Bündnis Sahra Wagenknecht
Das Bündnis Sahra Wagenknecht bezieht sich in seinem Wahlprogramm Unser Land verdient mehr lediglich auf eine inklusive Arbeitswelt, die das Potenzial aller nutzt und den sozialen Zusammenhalt stärkt. Es bleibt offen, inwiefern sich diese Aussage auf Menschen mit Behinderungen bezieht. Außerdem sollen mehr Anreize für barrierefreie Arbeitsplätze geschaffen werden. Wie genau solche Anreize aussehen können, wird nicht weiter vertieft.

AfD
In ihrem Wahlprogramm Zeit für Wohlstand macht die AfD deutlich, dass durch „Mittelumschichtung“ die Zahlung des Mindestlohns in Werkstätten für Menschen mit Behinderungen umgesetzt werden soll. Was genau mit „Mittelumschichtung“ gemeint ist, wird nicht deutlich. Die AfD ist die einzige der hier aufgeführten Parteien, die sich nicht für einen inklusiven Arbeitsmarkt ausspricht und Werkstätten ohne weiteren Bezug zum allgemeinen Arbeitsmarkt betrachtet.

Fazit
In allen Wahlprogrammen, mit Ausnahme der AfD, wird das Thema „inklusive Arbeitswelt“ explizit angesprochen. Es ist aber davon auszugehen, dass jede Partei unterschiedliche Ideen/Vorstellungen zu einer inklusiven Arbeitswelt hat.

Die Mehrheit der Parteien stellt Werkstätten für behinderte Menschen nicht grundsätzlich in Frage.
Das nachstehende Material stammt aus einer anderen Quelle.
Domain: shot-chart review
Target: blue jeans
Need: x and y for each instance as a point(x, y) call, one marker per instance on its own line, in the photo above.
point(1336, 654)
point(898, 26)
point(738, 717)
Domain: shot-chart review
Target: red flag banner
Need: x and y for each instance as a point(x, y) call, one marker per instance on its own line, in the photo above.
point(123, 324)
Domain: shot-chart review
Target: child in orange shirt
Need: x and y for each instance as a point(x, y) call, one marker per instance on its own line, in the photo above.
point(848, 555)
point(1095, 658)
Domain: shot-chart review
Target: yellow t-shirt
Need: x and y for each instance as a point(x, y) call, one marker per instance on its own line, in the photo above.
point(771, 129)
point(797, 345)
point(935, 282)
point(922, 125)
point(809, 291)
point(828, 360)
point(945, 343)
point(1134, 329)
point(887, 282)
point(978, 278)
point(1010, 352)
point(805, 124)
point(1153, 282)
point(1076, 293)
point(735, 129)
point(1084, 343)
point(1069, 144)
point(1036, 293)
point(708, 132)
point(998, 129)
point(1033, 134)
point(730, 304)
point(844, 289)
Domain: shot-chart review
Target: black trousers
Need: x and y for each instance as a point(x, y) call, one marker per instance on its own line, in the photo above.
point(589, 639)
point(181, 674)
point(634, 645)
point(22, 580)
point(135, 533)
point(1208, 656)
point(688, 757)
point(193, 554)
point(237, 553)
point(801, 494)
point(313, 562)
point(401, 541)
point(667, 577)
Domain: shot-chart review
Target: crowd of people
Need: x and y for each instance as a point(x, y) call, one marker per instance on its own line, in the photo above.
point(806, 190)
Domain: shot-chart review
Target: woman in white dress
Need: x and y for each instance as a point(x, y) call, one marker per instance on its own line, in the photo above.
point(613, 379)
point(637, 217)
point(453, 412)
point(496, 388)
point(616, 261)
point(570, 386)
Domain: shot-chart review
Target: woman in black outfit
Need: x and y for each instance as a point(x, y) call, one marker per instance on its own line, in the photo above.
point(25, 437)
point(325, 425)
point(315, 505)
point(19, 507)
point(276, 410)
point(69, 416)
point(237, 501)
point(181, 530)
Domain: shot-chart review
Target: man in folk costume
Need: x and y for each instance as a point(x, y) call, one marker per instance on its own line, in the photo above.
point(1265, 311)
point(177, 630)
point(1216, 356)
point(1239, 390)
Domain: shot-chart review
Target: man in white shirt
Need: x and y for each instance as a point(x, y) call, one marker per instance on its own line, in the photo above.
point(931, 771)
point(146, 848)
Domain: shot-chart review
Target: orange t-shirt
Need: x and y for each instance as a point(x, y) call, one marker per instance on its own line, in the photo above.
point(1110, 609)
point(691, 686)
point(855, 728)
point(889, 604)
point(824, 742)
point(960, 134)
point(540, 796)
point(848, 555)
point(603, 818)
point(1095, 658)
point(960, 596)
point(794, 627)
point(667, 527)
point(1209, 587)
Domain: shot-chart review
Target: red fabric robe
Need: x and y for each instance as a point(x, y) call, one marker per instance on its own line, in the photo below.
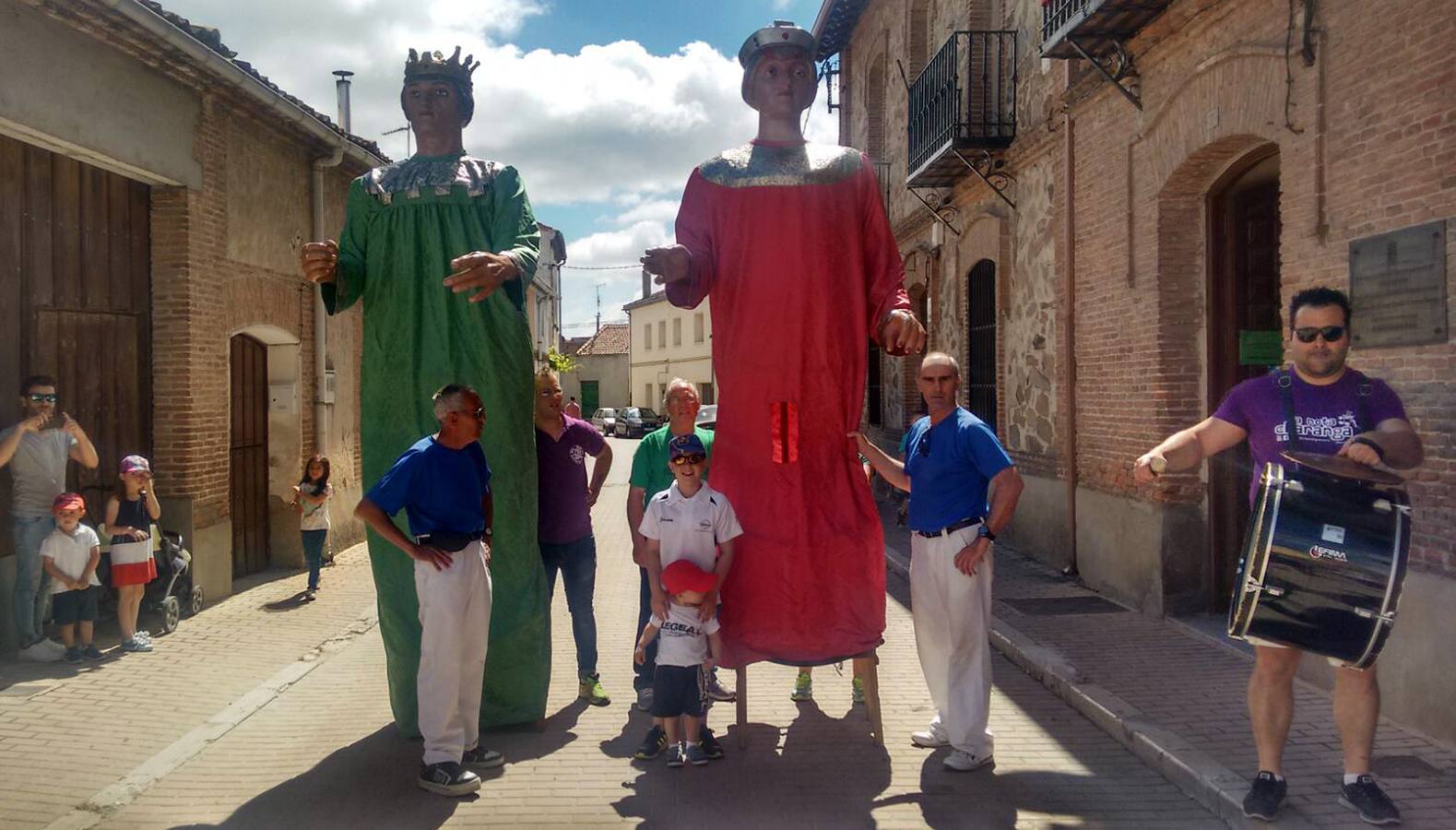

Bündnis 90/Die Grünen fordern allerdings eine Transformation hin zu Inklusionsunternehmen.

Zentraler Aspekt in den Wahlprogrammen ist zudem die Entlohnung von Werkstattbeschäftigten. Die Einschätzung, dass es einer Verbesserung der Einkommenssituation bedarf, wird über Parteigrenzen hinweg geteilt. Die Forderung nach Mindestlohn ist in mehreren Wahlprogrammen zu finden. Zum Teil wird zwar in diesem Zusammenhang auf eine öffentliche Finanzierung verwiesen, Details bleiben jedoch offen.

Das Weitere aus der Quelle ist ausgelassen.